Experiments for comparison were run by loading pellets into a vertical cylindrical Perspex container (diameter 52 mm). Three different fill levels were used: 200, 250 and 300 grams corresponding respectively to 5212, 6515 and 7818 pellets. Equivalent DEM simulations were run for the different shape representations, each with an increasingly complex multi-sphere assembly.

The qualitative output from this is shown in Fig. 3. Again, it is shown that an inadequate particle shape representation can lead to clear errors and in this case artefacts in terms of the packing structure of pellets. The pellet shape is exported from the DEM software using a pure cylindrical basis (centroid and orientation angles).

The poor representation of the particles corners leads to apparent overlaps due to the rounded corners and to pellets penetrating the cylindrical container wall.
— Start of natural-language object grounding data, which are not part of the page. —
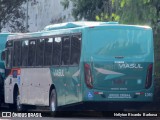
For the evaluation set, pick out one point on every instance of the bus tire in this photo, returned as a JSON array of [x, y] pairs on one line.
[[53, 103], [19, 106]]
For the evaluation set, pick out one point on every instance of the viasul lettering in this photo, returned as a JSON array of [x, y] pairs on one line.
[[131, 66], [58, 72]]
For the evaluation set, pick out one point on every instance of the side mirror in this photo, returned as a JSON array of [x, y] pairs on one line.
[[3, 55]]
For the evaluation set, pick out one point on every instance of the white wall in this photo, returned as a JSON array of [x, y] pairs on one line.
[[45, 12]]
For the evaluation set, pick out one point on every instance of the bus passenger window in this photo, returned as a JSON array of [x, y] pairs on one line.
[[16, 55], [32, 53], [9, 58], [48, 51], [75, 49], [40, 52], [57, 51], [65, 50], [24, 52]]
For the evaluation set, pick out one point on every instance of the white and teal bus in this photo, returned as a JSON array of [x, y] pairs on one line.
[[80, 62], [3, 40]]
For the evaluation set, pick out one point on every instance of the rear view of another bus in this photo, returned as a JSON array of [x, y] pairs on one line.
[[3, 39], [119, 64]]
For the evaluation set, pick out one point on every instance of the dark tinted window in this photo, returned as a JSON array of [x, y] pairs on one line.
[[40, 52], [24, 53], [75, 49], [65, 50], [57, 50], [8, 58], [32, 53], [17, 55], [48, 51]]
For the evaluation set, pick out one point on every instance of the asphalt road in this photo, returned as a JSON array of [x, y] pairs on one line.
[[35, 114]]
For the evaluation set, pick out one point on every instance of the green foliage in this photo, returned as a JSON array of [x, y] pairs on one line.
[[100, 10], [12, 15]]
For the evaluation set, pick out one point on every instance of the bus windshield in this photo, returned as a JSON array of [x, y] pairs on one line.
[[121, 42]]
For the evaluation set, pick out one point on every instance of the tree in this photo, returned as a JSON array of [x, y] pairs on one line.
[[90, 9], [12, 15]]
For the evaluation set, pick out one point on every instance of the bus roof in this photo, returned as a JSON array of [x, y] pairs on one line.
[[48, 30], [85, 24]]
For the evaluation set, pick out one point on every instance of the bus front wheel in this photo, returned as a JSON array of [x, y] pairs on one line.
[[53, 102], [19, 106]]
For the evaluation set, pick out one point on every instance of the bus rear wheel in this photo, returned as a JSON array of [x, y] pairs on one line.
[[53, 102]]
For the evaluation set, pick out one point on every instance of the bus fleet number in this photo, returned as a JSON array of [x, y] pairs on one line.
[[148, 94]]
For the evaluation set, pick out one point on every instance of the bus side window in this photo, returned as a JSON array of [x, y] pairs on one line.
[[40, 52], [75, 49], [65, 50], [24, 53], [48, 51], [16, 55], [32, 53], [57, 51]]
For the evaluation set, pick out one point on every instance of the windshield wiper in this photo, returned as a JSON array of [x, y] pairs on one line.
[[119, 57]]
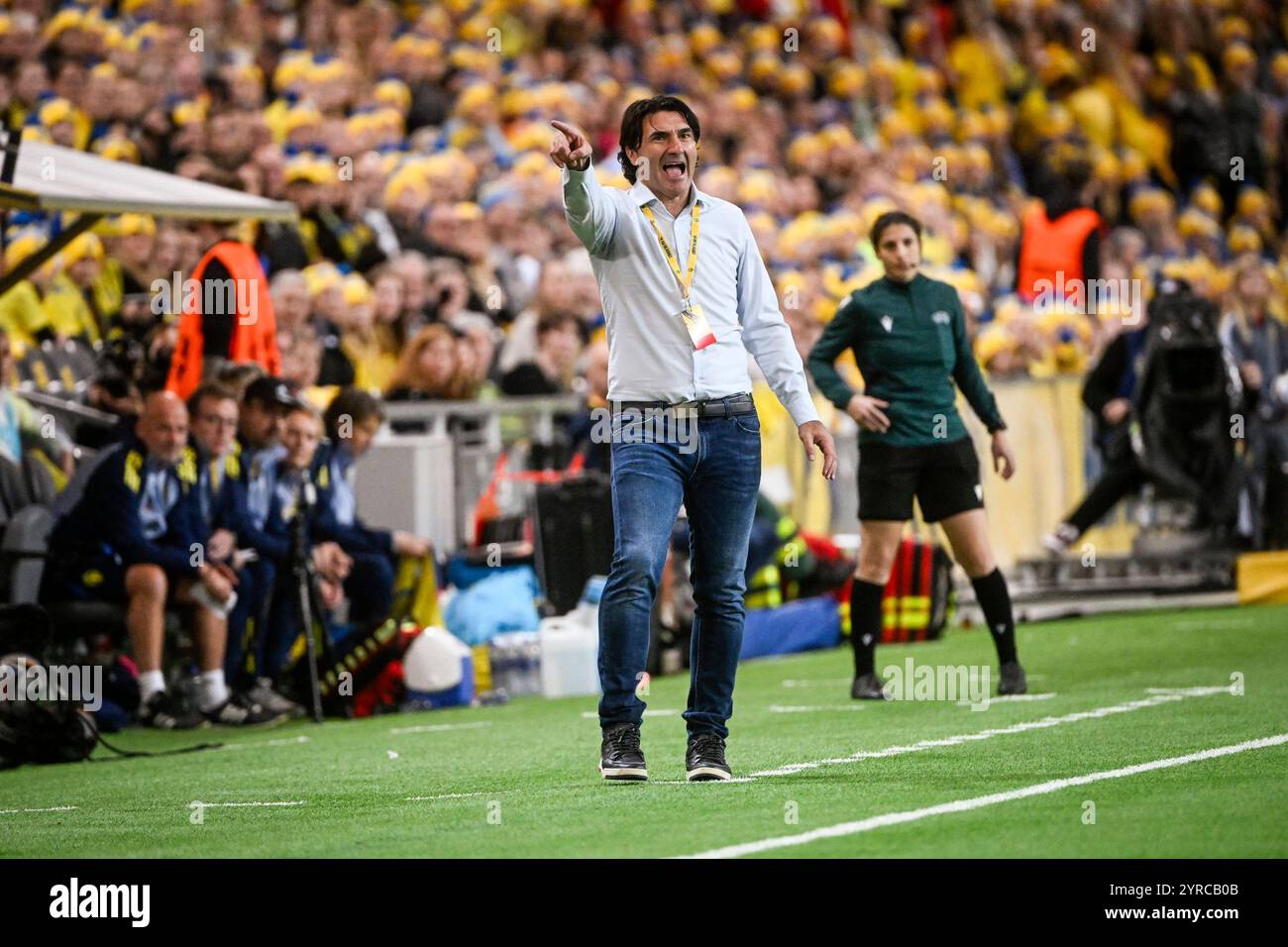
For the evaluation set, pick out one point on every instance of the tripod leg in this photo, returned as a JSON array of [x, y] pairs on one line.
[[305, 598]]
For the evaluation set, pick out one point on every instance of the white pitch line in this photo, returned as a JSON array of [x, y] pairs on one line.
[[778, 709], [1186, 690], [1153, 701], [437, 727], [283, 741], [239, 805], [1016, 697], [892, 818], [828, 682]]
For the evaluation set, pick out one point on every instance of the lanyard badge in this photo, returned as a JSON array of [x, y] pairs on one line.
[[695, 320]]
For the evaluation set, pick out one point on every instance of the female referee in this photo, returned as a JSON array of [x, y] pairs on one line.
[[909, 334]]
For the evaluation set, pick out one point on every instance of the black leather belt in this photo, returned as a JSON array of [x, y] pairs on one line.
[[711, 407]]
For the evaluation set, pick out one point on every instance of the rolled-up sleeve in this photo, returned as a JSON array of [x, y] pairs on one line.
[[590, 210], [767, 335]]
The simulation and experimental results are compared quantitatively in Fig. 4. Shape 4 appears to provide a reasonably good approximation for the packing behaviour of the real pellets in terms of bed height since the DEM results fall within the experimental error, whereas the other two shapes were statistically different. Shape 4 also shows little evidence of significant overlap and intersection of the cylindrical wall.

Fig. 4

Plot comparison bed height measured experimentally and DEM simulation results for shape 2, 3 and 4 (experimental results = mean ± SD, n = 3).
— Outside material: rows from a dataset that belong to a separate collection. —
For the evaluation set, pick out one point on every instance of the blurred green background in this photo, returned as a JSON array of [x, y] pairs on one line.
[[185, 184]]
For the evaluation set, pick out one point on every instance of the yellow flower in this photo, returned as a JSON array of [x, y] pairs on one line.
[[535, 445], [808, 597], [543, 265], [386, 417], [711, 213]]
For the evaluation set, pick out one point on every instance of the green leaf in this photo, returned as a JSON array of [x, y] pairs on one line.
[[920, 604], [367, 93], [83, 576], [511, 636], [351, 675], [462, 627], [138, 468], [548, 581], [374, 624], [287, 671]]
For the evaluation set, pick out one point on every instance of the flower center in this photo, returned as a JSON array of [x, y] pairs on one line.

However, to run just 2 seconds with about 8,000 pellets the time was just over 45 hours on a 2-core machine, 9.5 hours using 8 cores. This does not bode well for future simulations over longer times for actual applications also involving many pellets.
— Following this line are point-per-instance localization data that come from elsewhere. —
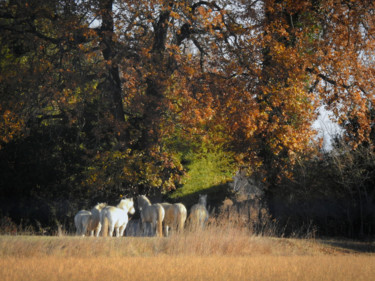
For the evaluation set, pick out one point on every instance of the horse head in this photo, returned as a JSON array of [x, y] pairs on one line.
[[202, 199]]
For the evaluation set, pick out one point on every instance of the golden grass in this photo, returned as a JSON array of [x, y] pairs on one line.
[[189, 268], [218, 253]]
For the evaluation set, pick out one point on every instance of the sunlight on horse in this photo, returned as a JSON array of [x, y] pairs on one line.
[[116, 218], [89, 220], [151, 213], [198, 214], [175, 217]]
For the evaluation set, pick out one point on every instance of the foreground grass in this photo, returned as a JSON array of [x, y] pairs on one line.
[[215, 254]]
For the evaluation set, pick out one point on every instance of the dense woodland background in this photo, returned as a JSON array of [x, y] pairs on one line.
[[102, 98]]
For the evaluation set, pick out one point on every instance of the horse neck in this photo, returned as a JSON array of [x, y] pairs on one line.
[[202, 202], [145, 202]]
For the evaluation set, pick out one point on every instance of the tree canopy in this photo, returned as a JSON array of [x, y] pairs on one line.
[[105, 93]]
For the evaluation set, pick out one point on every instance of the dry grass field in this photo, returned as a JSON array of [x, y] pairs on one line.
[[215, 254]]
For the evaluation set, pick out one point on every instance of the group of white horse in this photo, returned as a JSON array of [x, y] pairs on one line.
[[105, 220]]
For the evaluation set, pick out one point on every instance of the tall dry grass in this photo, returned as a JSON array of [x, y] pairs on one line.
[[223, 251]]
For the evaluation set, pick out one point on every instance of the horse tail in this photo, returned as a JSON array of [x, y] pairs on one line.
[[105, 223], [181, 217], [161, 214]]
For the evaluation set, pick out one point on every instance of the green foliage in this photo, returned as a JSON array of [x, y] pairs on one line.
[[205, 168]]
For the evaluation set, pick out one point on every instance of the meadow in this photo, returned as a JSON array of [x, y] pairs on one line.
[[218, 253]]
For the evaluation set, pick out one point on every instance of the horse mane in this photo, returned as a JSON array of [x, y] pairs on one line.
[[145, 199], [100, 206]]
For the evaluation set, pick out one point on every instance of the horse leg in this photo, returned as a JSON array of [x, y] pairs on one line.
[[84, 230], [166, 230], [111, 229], [98, 228], [122, 230]]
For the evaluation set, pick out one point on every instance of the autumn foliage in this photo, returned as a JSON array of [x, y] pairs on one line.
[[113, 82]]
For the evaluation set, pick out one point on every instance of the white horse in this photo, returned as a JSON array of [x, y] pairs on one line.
[[89, 220], [81, 221], [152, 213], [198, 213], [175, 217], [116, 218]]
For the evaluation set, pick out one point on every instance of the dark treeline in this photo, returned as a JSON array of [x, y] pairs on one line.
[[102, 98]]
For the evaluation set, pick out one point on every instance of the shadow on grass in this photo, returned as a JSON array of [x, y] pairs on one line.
[[351, 246]]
3.2 DEM input parameters calibration

To determine the DEM input parameters for the cylindrical pellets the typical “calibration” strategy was used to determine their values, as discussed in the introduction, using the “sand-pile” test as the exemplar. For the experiments, see Fig. 5, a Perspex funnel was filled with 300 grams of the pellets and the pellets were dropped on to flat Perspex surface. The angle and the height of the pile were compared to the results of DEM simulations carried out using the “Shape 4” representation from the preceding section.

Fig. 5

Parameter calibration: experimental and simulation set-up plus representative results.

Table 3 Comparison simulation time for each simulation for 2 seconds simulations until tablet settlement
300 grams (7818 pellets) Shape 2 Shape 3 Shape 4
2 cores license 3.5 h 12.6 h 45.1 h
8 cores licence 9.43 h

It is expected that varying the various DEM input parameter values would result to a different final results for the discharge of pellets from the container in terms of shape, angle and height of the pile. The successive parameter sets used in simulations for the calibration of the shape 4 pellets are reported in Table 4. This of course considers only a subset of the whole parameter set. The artificially low value for the shear modulus has been maintained and the literature value for Poisson’s ratio has also been accepted. Initially the coefficients of rolling friction were set to zero as in previous work regarding tablet motion in a pan coater it was assumed zero for shaped particles as the rolling resistance was expected to be accounted for by the actual shape representation (Ketterhagen, 2011).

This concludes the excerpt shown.